O STF como Poder Moderador: A permanência do Imperator
segunda-feira, 7 de julho de 2025
Atualizado em 4 de julho de 2025 13:22
Observamos recentemente uma decisão significativa do ministro Alexandre de Moraes que merece reflexão profunda. Ao suspender simultaneamente tanto o decreto presidencial que elevava o IOF quanto o decreto legislativo que o sustava, o Ministro evidenciou um fenômeno institucional brasileiro contemporâneo: a posição central do STF como árbitro final das questões políticas nacionais. Esta atuação, embora revestida de neutralidade jurídica, projeta o tribunal como autêntico "poder moderador" da República, evocando, não sem certa ironia histórica, a figura do imperador constitucional do Brasil oitocentista.
A Constituição de 1824 conferiu ao imperador o chamado "Poder Moderador", concebido como quarto poder, superior aos demais, para equilibrar as instituições. Sua missão consistia precisamente em arbitrar conflitos entre Executivo, Legislativo e Judiciário, assegurando a continuidade estatal. Apesar de a República ter formalmente eliminado tal estrutura, sua essência persiste - e até se fortaleceu - na função política que o STF desempenha no século XXI.
O episódio do IOF ilustra perfeitamente esta dinâmica. Perante o embate entre decretos do Executivo e do Legislativo, ambos formalmente legítimos em seus respectivos âmbitos constitucionais, coube ao Supremo - mediante decisão liminar individual - suspender ambas as medidas. Tal intervenção proporcionou estabilidade imediata ao cenário económico-financeiro, evitando tanto o aumento tributário quanto a insegurança jurídica resultante do confronto institucional. Contudo, por trás da solução jurídica, revela-se uma intervenção essencialmente política: o STF atuou como moderador de um impasse entre poderes eleitos, sob o argumento de proteger a ordem jurídica e a racionalidade econômica.
Este fenómeno não constitui exceção, mas tornou-se regra. A judicialização política brasileira transcende a mera proliferação de ações de inconstitucionalidade ou o uso frequente de medidas cautelares em questões delicadas. Representa, fundamentalmente, a consolidação de uma cultura política onde os protagonistas do sistema - Executivo, Legislativo, partidos e mesmo organizações da sociedade civil - recorrem ao Supremo para dirimir controvérsias que, teoricamente, deveriam resolver-se no âmbito político ordinário.
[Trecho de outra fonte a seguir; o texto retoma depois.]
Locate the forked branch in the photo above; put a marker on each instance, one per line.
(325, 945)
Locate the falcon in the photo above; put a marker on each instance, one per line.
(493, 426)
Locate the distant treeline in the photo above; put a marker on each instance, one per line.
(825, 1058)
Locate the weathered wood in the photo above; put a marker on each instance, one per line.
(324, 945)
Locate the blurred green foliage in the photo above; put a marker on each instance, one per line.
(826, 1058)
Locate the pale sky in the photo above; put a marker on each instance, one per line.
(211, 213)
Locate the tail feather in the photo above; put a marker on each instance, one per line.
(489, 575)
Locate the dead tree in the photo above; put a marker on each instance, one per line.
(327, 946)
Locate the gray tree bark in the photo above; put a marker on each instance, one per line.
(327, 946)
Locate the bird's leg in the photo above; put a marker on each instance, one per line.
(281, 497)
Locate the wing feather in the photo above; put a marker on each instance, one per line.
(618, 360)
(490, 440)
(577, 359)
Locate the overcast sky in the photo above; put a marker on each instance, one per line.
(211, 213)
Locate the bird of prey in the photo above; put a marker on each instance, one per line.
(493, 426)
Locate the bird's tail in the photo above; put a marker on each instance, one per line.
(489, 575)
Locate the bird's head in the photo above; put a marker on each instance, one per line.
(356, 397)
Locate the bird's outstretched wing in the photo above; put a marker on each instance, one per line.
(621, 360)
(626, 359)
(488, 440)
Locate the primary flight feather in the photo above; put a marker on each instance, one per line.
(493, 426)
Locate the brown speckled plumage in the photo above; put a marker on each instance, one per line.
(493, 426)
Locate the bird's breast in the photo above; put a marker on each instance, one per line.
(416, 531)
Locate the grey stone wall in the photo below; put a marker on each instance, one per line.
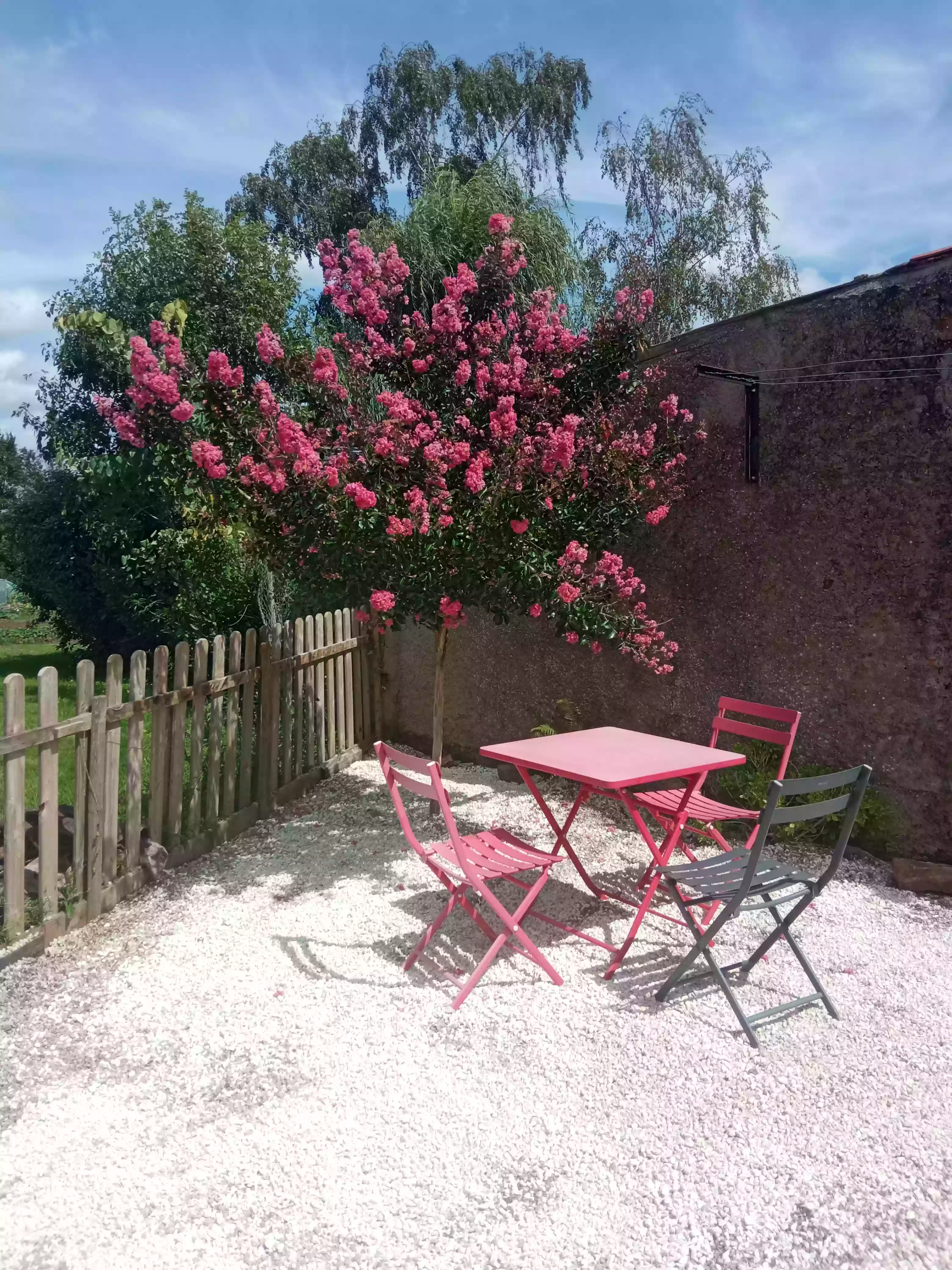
(827, 587)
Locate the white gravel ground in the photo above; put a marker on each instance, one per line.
(234, 1071)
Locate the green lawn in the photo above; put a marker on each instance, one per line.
(28, 660)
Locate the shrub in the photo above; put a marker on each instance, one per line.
(878, 825)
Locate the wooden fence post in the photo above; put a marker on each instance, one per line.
(85, 688)
(377, 670)
(339, 681)
(228, 788)
(49, 816)
(287, 726)
(160, 749)
(366, 690)
(277, 642)
(97, 808)
(114, 740)
(177, 747)
(134, 764)
(248, 720)
(299, 700)
(215, 718)
(16, 822)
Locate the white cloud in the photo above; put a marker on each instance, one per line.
(17, 380)
(812, 280)
(22, 313)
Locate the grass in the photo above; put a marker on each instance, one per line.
(28, 660)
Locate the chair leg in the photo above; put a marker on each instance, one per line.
(456, 897)
(511, 923)
(784, 930)
(702, 948)
(480, 970)
(702, 938)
A hipertrofia do STF como árbitro não decorre apenas das omissões ou disfunções dos demais poderes. Resulta, também, de um acordo tácito de governabilidade: a estabilidade institucional brasileira, carente de mecanismos formais para resolução de impasses típicos de sistemas parlamentaristas, passou a depender da disposição do Supremo em exercer esta função moderadora. Embora negado pelos próprios ministros e juristas, este papel manifesta-se constantemente, como evidencia o caso do IOF.
Nesta perspectiva, o Supremo converte-se, efetivamente, num novo "Imperator" republicano. Não por ambição autocrática, mas pela ausência de alternativas institucionais viáveis no atual modelo presidencialista. A governabilidade contemporânea exige o reconhecimento do STF como elemento estrutural do jogo político, não apenas como guardião abstrato da Constituição, mas como ator que delineia os contornos efetivos da ação governamental.
Importa salientar que tal função comporta riscos consideráveis. A excessiva concentração de decisões relevantes no STF pode comprometer a legitimidade democrática das suas intervenções, particularmente quando sua atuação substitui - e não apenas corrige ou arbitra - as escolhas dos representantes eleitos. O equilíbrio entre moderação institucional e protagonismo político revela-se extremamente delicado, e o Supremo caminha constantemente sobre esta fronteira tênue.
No Brasil do século XXI, o "Poder Moderador" já não pertence ao monarca. Reside na toga dos onze ministros do STF. E, tal como no Império, sua atuação revela-se vital para o funcionamento institucional - ainda que à custa da transparência, previsibilidade e estabilidade características de um sistema de freios e contrapesos que deveria apresentar melhor desenho e institucionalização.
Em vez de impérios ou repúblicas ideais, deparamo-nos com um sistema político que, devido às falhas em sua estruturação, ressuscitou o papel moderador - agora sob a roupagem jurídica da Corte Constitucional. Por ora, o Brasil permanece dependente de um "Imperator togado" para arbitrar suas crises de governabilidade.